John Brennan
A CIA admission Thursday that its agents had sneaked into computers set up for the Senate Select Committee on Intelligence to compile a report on the agency's torture program has brought calls for an investigation by an independent counsel from Democratic Sen. Mark Udall of Colorado and angry comments from other senators.
One came from Democratic Sen. Ron Wyden of Oregon who said in a statement:
“The CIA Inspector General has confirmed what Senators have been saying all along: The CIA conducted an unauthorized search of Senate files, and attempted to have Senate staff prosecuted for doing their jobs,” Wyden said. “Director Brennan’s claims to the contrary were simply not true.
“What’s needed now is a public apology from Director Brennan to staff and the committee, a full accounting of how this occurred and a commitment there will be no further attempts to undermine Congressional oversight of CIA activities.”
CIA Director John Brennan apologized Thursday for the agency's actions. That marked a sharp turnaround from his comments in March when the select committee's chairwoman, Democratic Sen. Dianne Feinstein of California, accused the CIA of spying on the Senate panel's investigation via computers set up to access some six million pages of documents related to the torture program. Then he
said: "When the facts come out on this, I think a lot of people who are claiming that there has been this tremendous sort of spying and monitoring and hacking will be proved wrong."
The news of the CIA's internal investigation was first reported by Jonathan S. Landay and Ali Watkins at McClatchy :
Findings of the investigation by the CIA Inspector General’s Office “include a judgment that some CIA employees acted in a manner inconsistent with the common understanding reached between SSCI (Senate Select Committee on Intelligence) and the CIA in 2009,” CIA spokesman Dean Boyd said in a statement.
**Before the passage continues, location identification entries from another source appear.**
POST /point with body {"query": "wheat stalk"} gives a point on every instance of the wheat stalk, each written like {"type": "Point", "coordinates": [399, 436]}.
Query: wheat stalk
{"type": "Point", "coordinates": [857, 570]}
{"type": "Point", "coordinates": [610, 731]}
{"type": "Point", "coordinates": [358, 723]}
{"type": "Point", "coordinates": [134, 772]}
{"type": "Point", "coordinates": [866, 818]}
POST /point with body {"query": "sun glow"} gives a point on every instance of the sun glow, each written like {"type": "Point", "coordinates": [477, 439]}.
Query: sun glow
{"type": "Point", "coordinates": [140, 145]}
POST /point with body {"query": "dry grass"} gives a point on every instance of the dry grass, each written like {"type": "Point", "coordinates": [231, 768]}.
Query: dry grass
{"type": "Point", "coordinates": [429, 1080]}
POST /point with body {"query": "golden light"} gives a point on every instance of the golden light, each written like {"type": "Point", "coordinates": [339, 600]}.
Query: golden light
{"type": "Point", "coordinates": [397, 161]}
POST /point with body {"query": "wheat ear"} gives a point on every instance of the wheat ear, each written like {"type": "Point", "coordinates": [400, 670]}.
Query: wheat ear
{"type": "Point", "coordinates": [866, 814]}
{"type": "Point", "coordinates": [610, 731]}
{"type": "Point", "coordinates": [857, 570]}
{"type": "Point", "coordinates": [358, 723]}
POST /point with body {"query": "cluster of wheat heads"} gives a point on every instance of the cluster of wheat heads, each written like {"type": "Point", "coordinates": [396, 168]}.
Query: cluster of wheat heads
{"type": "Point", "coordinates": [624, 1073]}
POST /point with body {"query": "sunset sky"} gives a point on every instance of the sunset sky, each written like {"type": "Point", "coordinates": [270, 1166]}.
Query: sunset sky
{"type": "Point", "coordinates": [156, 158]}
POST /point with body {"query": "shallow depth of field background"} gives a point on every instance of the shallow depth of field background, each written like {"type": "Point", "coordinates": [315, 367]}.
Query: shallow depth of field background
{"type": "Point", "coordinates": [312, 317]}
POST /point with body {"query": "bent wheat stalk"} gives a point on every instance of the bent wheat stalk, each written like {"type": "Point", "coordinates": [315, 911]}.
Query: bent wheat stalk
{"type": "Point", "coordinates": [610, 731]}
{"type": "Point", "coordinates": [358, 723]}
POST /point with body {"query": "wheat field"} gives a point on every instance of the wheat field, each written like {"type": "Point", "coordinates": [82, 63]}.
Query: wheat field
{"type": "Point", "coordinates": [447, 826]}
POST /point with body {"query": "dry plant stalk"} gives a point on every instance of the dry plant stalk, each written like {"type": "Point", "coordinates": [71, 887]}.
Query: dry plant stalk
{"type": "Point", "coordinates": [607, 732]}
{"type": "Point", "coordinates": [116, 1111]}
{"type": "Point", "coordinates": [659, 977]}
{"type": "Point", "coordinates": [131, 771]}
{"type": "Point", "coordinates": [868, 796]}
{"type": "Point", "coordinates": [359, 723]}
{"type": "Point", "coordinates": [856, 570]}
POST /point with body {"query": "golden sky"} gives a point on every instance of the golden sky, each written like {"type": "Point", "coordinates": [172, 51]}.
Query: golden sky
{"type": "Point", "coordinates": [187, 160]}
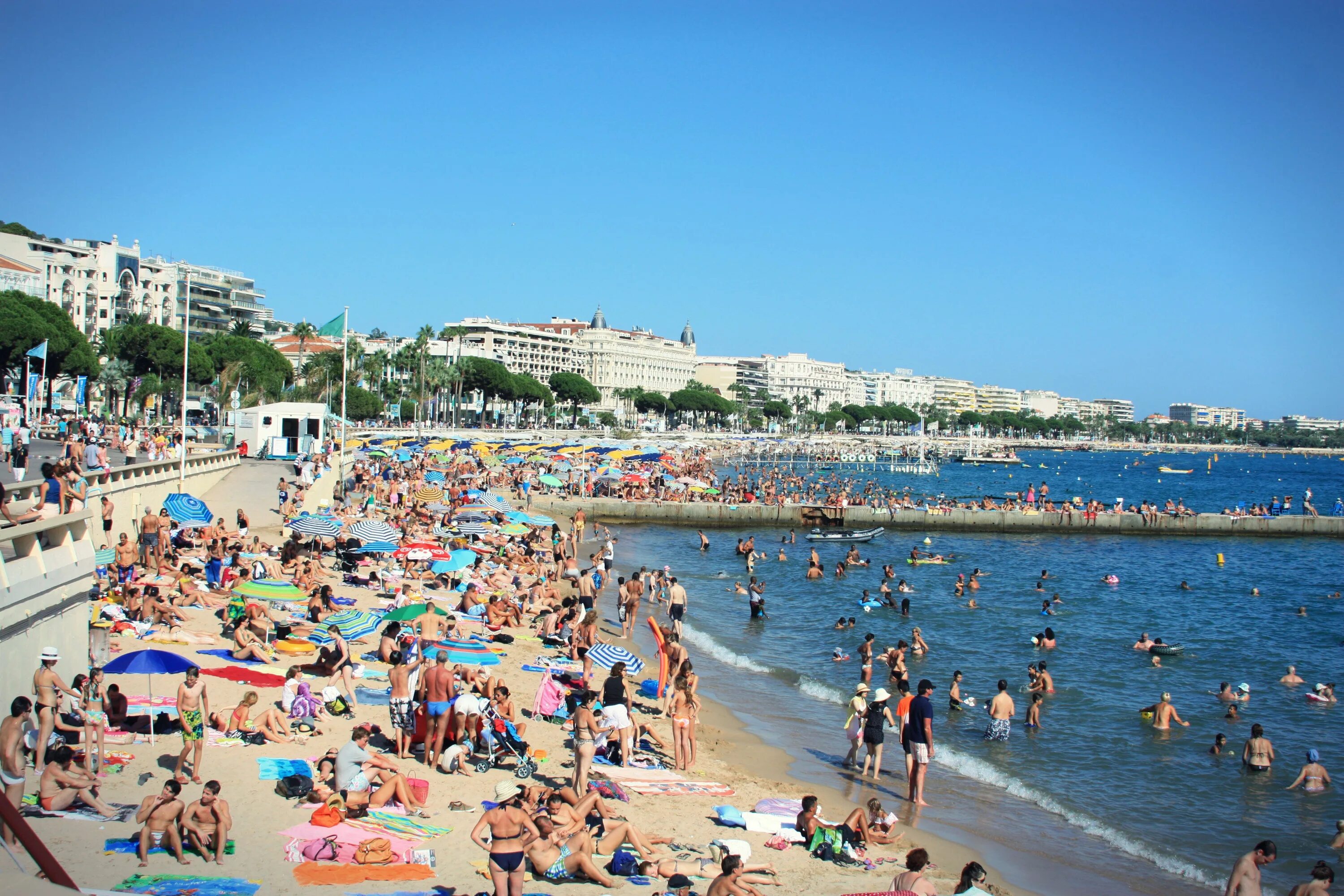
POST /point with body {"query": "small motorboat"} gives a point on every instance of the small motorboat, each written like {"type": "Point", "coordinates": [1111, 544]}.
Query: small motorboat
{"type": "Point", "coordinates": [843, 535]}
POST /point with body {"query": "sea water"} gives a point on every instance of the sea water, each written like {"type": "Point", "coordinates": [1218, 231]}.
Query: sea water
{"type": "Point", "coordinates": [1072, 806]}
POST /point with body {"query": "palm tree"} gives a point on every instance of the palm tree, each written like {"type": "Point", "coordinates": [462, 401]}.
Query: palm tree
{"type": "Point", "coordinates": [303, 332]}
{"type": "Point", "coordinates": [456, 334]}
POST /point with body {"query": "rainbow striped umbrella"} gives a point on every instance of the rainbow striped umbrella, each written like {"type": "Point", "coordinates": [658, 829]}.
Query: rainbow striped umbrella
{"type": "Point", "coordinates": [271, 590]}
{"type": "Point", "coordinates": [471, 653]}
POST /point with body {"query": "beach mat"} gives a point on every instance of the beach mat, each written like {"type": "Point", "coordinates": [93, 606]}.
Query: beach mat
{"type": "Point", "coordinates": [406, 827]}
{"type": "Point", "coordinates": [187, 886]}
{"type": "Point", "coordinates": [245, 676]}
{"type": "Point", "coordinates": [271, 769]}
{"type": "Point", "coordinates": [320, 874]}
{"type": "Point", "coordinates": [224, 655]}
{"type": "Point", "coordinates": [30, 809]}
{"type": "Point", "coordinates": [678, 789]}
{"type": "Point", "coordinates": [128, 845]}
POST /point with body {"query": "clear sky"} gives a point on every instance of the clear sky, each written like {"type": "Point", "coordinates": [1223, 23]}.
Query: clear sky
{"type": "Point", "coordinates": [1107, 199]}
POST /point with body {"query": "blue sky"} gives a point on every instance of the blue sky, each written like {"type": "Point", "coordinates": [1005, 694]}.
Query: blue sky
{"type": "Point", "coordinates": [1112, 201]}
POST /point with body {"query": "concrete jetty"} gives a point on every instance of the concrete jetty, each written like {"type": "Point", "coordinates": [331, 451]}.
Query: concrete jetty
{"type": "Point", "coordinates": [1025, 521]}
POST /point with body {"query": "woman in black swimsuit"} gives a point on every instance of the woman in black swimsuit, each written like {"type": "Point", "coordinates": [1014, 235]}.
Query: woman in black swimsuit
{"type": "Point", "coordinates": [507, 823]}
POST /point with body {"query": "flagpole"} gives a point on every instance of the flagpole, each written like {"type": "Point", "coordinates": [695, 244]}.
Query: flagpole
{"type": "Point", "coordinates": [186, 359]}
{"type": "Point", "coordinates": [345, 377]}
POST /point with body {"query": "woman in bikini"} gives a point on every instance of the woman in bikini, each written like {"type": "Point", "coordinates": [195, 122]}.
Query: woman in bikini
{"type": "Point", "coordinates": [1314, 778]}
{"type": "Point", "coordinates": [507, 824]}
{"type": "Point", "coordinates": [96, 719]}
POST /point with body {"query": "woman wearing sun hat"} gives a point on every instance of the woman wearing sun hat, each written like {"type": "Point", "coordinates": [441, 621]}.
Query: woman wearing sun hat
{"type": "Point", "coordinates": [507, 823]}
{"type": "Point", "coordinates": [854, 724]}
{"type": "Point", "coordinates": [874, 719]}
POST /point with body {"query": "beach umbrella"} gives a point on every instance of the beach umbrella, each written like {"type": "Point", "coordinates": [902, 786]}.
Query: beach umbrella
{"type": "Point", "coordinates": [271, 590]}
{"type": "Point", "coordinates": [187, 509]}
{"type": "Point", "coordinates": [374, 531]}
{"type": "Point", "coordinates": [410, 612]}
{"type": "Point", "coordinates": [353, 624]}
{"type": "Point", "coordinates": [150, 664]}
{"type": "Point", "coordinates": [308, 524]}
{"type": "Point", "coordinates": [470, 653]}
{"type": "Point", "coordinates": [609, 655]}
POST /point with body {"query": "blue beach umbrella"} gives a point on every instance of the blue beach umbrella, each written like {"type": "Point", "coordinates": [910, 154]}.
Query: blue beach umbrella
{"type": "Point", "coordinates": [187, 509]}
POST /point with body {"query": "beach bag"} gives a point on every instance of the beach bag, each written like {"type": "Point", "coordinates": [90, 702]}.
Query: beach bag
{"type": "Point", "coordinates": [320, 851]}
{"type": "Point", "coordinates": [295, 786]}
{"type": "Point", "coordinates": [624, 863]}
{"type": "Point", "coordinates": [377, 851]}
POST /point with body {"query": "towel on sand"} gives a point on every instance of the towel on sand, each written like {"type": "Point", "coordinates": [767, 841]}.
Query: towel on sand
{"type": "Point", "coordinates": [224, 655]}
{"type": "Point", "coordinates": [323, 874]}
{"type": "Point", "coordinates": [128, 845]}
{"type": "Point", "coordinates": [271, 769]}
{"type": "Point", "coordinates": [245, 676]}
{"type": "Point", "coordinates": [175, 884]}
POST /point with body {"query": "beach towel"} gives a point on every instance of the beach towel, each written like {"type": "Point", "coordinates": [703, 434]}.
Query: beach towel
{"type": "Point", "coordinates": [271, 769]}
{"type": "Point", "coordinates": [679, 789]}
{"type": "Point", "coordinates": [177, 884]}
{"type": "Point", "coordinates": [128, 845]}
{"type": "Point", "coordinates": [628, 773]}
{"type": "Point", "coordinates": [224, 655]}
{"type": "Point", "coordinates": [322, 874]}
{"type": "Point", "coordinates": [245, 676]}
{"type": "Point", "coordinates": [390, 824]}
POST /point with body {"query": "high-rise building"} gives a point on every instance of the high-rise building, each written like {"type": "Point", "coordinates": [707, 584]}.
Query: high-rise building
{"type": "Point", "coordinates": [1119, 409]}
{"type": "Point", "coordinates": [1191, 414]}
{"type": "Point", "coordinates": [101, 284]}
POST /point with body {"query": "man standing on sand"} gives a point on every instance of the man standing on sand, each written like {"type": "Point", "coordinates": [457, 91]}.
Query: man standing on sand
{"type": "Point", "coordinates": [207, 823]}
{"type": "Point", "coordinates": [1245, 878]}
{"type": "Point", "coordinates": [193, 710]}
{"type": "Point", "coordinates": [921, 739]}
{"type": "Point", "coordinates": [1002, 711]}
{"type": "Point", "coordinates": [13, 763]}
{"type": "Point", "coordinates": [159, 814]}
{"type": "Point", "coordinates": [439, 685]}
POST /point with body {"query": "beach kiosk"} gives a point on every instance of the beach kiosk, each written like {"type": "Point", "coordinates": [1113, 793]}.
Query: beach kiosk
{"type": "Point", "coordinates": [280, 431]}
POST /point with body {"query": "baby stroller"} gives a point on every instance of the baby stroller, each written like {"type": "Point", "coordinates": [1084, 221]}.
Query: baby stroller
{"type": "Point", "coordinates": [502, 742]}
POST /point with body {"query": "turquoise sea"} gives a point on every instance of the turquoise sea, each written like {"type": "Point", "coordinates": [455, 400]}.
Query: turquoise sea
{"type": "Point", "coordinates": [1072, 806]}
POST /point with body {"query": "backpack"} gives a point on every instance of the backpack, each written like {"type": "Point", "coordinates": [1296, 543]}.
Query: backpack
{"type": "Point", "coordinates": [295, 786]}
{"type": "Point", "coordinates": [377, 851]}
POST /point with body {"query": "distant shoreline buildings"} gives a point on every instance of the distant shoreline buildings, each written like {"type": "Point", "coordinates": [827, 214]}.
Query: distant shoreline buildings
{"type": "Point", "coordinates": [101, 284]}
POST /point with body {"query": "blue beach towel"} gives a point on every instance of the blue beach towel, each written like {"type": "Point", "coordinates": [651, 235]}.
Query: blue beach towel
{"type": "Point", "coordinates": [224, 655]}
{"type": "Point", "coordinates": [272, 769]}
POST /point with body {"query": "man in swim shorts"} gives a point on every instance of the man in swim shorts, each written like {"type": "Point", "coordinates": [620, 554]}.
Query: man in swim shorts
{"type": "Point", "coordinates": [439, 683]}
{"type": "Point", "coordinates": [1002, 711]}
{"type": "Point", "coordinates": [159, 814]}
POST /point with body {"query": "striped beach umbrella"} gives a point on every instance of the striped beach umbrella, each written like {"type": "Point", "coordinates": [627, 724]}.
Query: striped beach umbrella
{"type": "Point", "coordinates": [308, 524]}
{"type": "Point", "coordinates": [470, 653]}
{"type": "Point", "coordinates": [187, 509]}
{"type": "Point", "coordinates": [609, 655]}
{"type": "Point", "coordinates": [271, 590]}
{"type": "Point", "coordinates": [353, 624]}
{"type": "Point", "coordinates": [374, 531]}
{"type": "Point", "coordinates": [429, 493]}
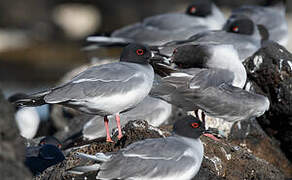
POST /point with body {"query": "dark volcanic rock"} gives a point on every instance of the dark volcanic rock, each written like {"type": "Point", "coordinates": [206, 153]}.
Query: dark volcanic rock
{"type": "Point", "coordinates": [249, 134]}
{"type": "Point", "coordinates": [11, 145]}
{"type": "Point", "coordinates": [222, 161]}
{"type": "Point", "coordinates": [270, 70]}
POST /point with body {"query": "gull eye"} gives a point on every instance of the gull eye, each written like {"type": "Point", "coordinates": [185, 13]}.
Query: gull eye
{"type": "Point", "coordinates": [195, 125]}
{"type": "Point", "coordinates": [193, 10]}
{"type": "Point", "coordinates": [235, 29]}
{"type": "Point", "coordinates": [140, 52]}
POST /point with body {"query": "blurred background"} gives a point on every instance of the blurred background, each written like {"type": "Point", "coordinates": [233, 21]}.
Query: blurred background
{"type": "Point", "coordinates": [41, 40]}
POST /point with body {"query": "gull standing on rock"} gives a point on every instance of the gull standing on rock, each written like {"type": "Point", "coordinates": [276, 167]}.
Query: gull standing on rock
{"type": "Point", "coordinates": [103, 90]}
{"type": "Point", "coordinates": [175, 157]}
{"type": "Point", "coordinates": [200, 16]}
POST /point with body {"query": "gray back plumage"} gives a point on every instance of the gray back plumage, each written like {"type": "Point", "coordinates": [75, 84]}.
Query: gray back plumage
{"type": "Point", "coordinates": [272, 17]}
{"type": "Point", "coordinates": [154, 158]}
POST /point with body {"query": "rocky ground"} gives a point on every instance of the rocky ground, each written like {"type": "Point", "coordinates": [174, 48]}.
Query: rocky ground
{"type": "Point", "coordinates": [222, 160]}
{"type": "Point", "coordinates": [253, 150]}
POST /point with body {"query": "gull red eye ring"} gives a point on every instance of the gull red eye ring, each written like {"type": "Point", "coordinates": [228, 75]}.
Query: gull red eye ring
{"type": "Point", "coordinates": [140, 52]}
{"type": "Point", "coordinates": [193, 9]}
{"type": "Point", "coordinates": [195, 125]}
{"type": "Point", "coordinates": [235, 29]}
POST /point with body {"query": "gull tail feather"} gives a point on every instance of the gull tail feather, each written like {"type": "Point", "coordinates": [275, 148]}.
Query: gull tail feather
{"type": "Point", "coordinates": [21, 99]}
{"type": "Point", "coordinates": [103, 41]}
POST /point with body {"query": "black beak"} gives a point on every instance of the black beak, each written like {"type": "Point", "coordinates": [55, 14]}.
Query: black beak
{"type": "Point", "coordinates": [157, 57]}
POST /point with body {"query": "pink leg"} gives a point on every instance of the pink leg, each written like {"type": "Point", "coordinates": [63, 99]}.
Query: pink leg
{"type": "Point", "coordinates": [108, 137]}
{"type": "Point", "coordinates": [211, 136]}
{"type": "Point", "coordinates": [120, 135]}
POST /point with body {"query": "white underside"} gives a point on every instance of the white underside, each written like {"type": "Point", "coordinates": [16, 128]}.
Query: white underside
{"type": "Point", "coordinates": [28, 121]}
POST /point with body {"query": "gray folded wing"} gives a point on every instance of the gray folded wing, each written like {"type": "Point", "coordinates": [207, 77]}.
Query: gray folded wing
{"type": "Point", "coordinates": [210, 91]}
{"type": "Point", "coordinates": [274, 19]}
{"type": "Point", "coordinates": [151, 158]}
{"type": "Point", "coordinates": [161, 29]}
{"type": "Point", "coordinates": [97, 81]}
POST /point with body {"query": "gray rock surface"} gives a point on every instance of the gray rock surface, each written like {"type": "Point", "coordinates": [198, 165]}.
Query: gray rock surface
{"type": "Point", "coordinates": [270, 71]}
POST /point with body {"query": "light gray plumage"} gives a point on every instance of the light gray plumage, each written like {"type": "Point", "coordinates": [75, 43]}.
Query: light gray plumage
{"type": "Point", "coordinates": [245, 42]}
{"type": "Point", "coordinates": [210, 90]}
{"type": "Point", "coordinates": [163, 28]}
{"type": "Point", "coordinates": [102, 90]}
{"type": "Point", "coordinates": [208, 55]}
{"type": "Point", "coordinates": [153, 110]}
{"type": "Point", "coordinates": [164, 158]}
{"type": "Point", "coordinates": [246, 45]}
{"type": "Point", "coordinates": [272, 17]}
{"type": "Point", "coordinates": [175, 157]}
{"type": "Point", "coordinates": [103, 83]}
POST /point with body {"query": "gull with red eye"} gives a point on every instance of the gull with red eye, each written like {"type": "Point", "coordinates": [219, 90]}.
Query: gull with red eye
{"type": "Point", "coordinates": [105, 90]}
{"type": "Point", "coordinates": [239, 31]}
{"type": "Point", "coordinates": [178, 156]}
{"type": "Point", "coordinates": [199, 16]}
The statement represented an admission to charges by the panel’s chairwoman, Dianne Feinstein, D-Calif., that the CIA intruded into the computers her staff used to compile the soon-to-be released report on the agency’s use of harsh interrogation methods on suspected terrorists in secret overseas prisons during the Bush administration.
As this was being written, Feinstein had not yet made a statement. But Udall
had:
“From the unprecedented hacking of congressional staff computers and continued leaks undermining the Senate intelligence committee’s investigation of the CIA’s detention and interrogation program to his abject failure to acknowledge any wrongdoing by the agency, I have lost confidence in John Brennan,” Udall said.
“I also believe the administration should appoint an independent counsel to look into what I believe could be the violation of multiple provisions of the Constitution as well as federal criminal statutes and executive order 12333,” he added, referring to a Reagan-era presidential directive defining the roles of the intelligence agencies.
The committee's 6,300-page torture report, completed 19 months ago, may never see the light of day. A condensed version is now being reviewed by the White House after being reviewed (and no doubt redacted) by the CIA. That is supposed to be released sometime soon.